Yes indeed, I think Rebecca patch is not ideal in that direction.

Removing the lspci thing is right (by the way, I think that GetGenID.sh
should be removed too at this point), but regarding whether OpenCL 2.0
is compiled or not I would rather think of something like that:

– if llvm39 and libdrm2466 are found, compile with OpenCL 2.0 by default.
– if they’re not, compile without it. Issue an error message if
-DENABLE_OPENCL_20=1 was passed.

Bruno

Le 23/01/2017 à 03:44, Pan, Xiuli a écrit :
> I think if we want to enable OpenCL 2.0 as default we must check if there is 
> a LLVM 3.9 first, or there will have errors to ask people to update llvm.
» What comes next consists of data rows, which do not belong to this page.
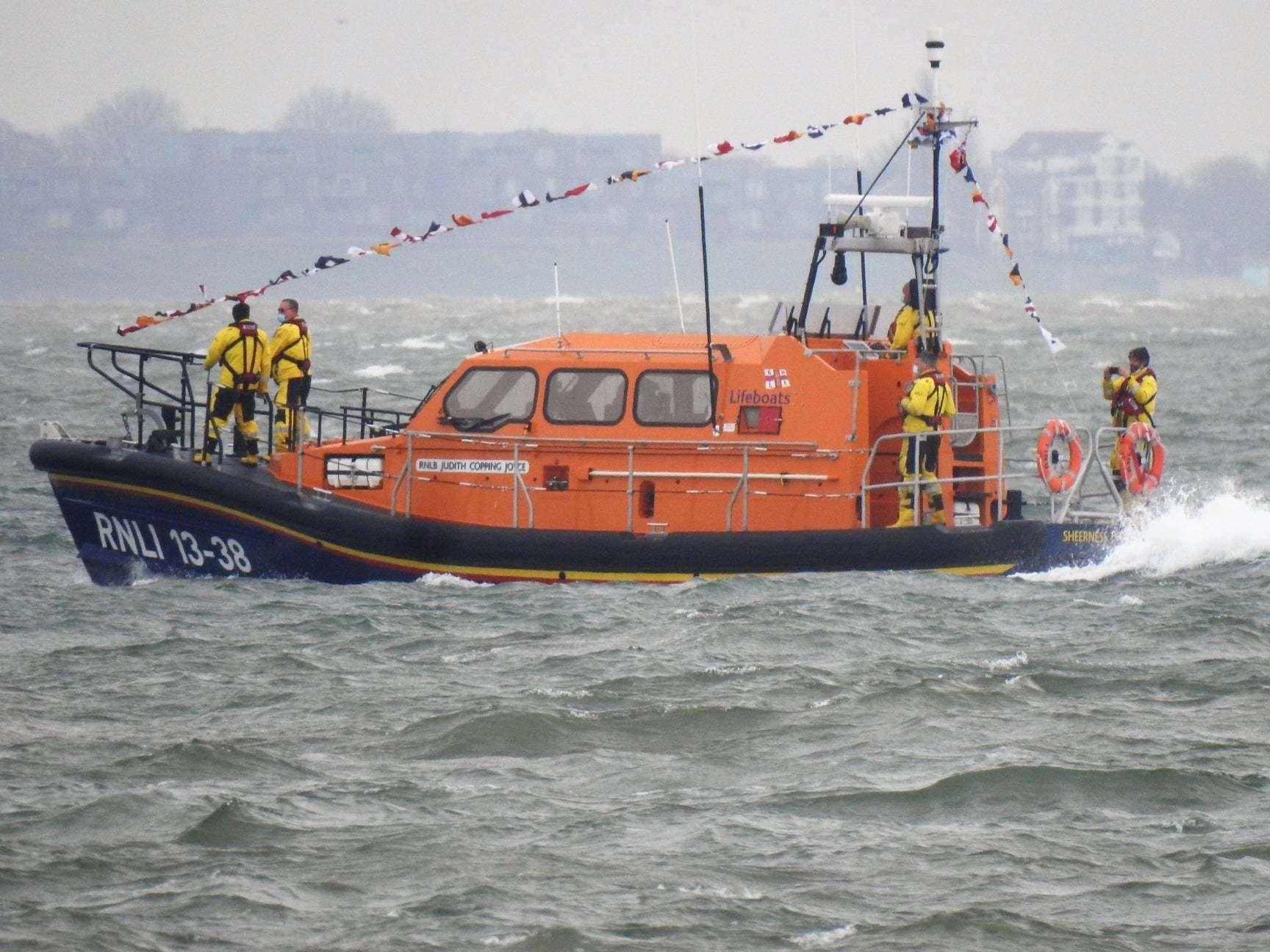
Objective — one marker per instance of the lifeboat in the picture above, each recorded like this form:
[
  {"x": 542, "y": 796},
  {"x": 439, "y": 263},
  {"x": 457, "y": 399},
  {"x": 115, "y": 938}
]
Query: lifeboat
[{"x": 601, "y": 457}]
We 
> may turn the OCL 20 off when no llvm39 is found.
>
> -----Original Message-----
> From: Beignet [mailto:beignet-boun...@lists.freedesktop.org] On Behalf Of 
> Rebecca N. Palmer
> Sent: Sunday, January 22, 2017 9:16 PM
> To: Bruno Pagani <bruno.n.pag...@gmail.com>; beignet@lists.freedesktop.org; 
> ignate...@redhat.com
> Subject: [Beignet] [PATCH v2] Enable OpenCL 2.0 only where supported
>
> This allows a single beignet binary to both offer 2.0 where available, and 
> still work on older hardware.
> (2.0 uses 64 bit pointers, which assert-fail on Ivybridge:
> backend/src/backend/gen_context.cpp:2259).
>
> V2: 
> Default to 1.2 when -cl-std is not set (required by the OpenCL spec, and also 
> likely to be faster).  Update documentation.
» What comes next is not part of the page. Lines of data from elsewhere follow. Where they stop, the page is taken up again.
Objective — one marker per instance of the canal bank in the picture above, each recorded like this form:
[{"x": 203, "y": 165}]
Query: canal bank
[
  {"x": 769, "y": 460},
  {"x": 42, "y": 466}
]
> Unconditionally build 2.0-only tests, but skip them on non-2.0 hardware.  Add 
> -cl-std=2.0 to tests that need it.
>
> Signed-off-by: Rebecca N. Palmer <rebecca_pal...@zoho.com>
>
> --- a/CMakeLists.txt
> +++ b/CMakeLists.txt
> @@ -231,19 +231,8 @@ IF (EXPERIMENTAL_DOUBLE)
>    ADD_DEFINITIONS(-DENABLE_FP64)
>  ENDIF(EXPERIMENTAL_DOUBLE)
>  
> -OPTION(ENABLE_OPENCL_20 "Enable opencl 2.0 support" OFF)
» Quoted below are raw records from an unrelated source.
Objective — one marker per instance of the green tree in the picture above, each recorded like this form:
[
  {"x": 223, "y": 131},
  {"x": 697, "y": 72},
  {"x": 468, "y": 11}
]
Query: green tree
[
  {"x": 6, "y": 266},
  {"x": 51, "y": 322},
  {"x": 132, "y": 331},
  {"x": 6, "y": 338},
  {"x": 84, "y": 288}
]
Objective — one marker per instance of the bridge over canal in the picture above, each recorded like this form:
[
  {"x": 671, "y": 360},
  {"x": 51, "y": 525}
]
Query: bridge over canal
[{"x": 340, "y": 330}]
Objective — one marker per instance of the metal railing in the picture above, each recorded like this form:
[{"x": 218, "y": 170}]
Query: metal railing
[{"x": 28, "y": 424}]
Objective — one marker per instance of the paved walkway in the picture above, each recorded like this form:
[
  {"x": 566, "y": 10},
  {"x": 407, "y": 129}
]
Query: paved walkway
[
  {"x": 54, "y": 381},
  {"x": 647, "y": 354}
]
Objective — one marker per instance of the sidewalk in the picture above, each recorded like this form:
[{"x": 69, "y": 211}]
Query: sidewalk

> +OPTION(ENABLE_OPENCL_20 "Enable opencl 2.0 support" ON)
>  IF (ENABLE_OPENCL_20)
> -  Find_Program(LSPCI lspci)
> -  IF (NOT LSPCI)
> -    MESSAGE(FATAL_ERROR "Looking for lspci - not found")
> -  ENDIF (NOT LSPCI)
> -  EXECUTE_PROCESS(COMMAND "${CMAKE_CURRENT_SOURCE_DIR}/GetGenID.sh"
> -                          RESULT_VARIABLE SUPPORT_OCL20_DEVICE
> -                          OUTPUT_VARIABLE PCI_ID_NOT_USED)
> -
> -  IF (NOT SUPPORT_OCL20_DEVICE EQUAL 1)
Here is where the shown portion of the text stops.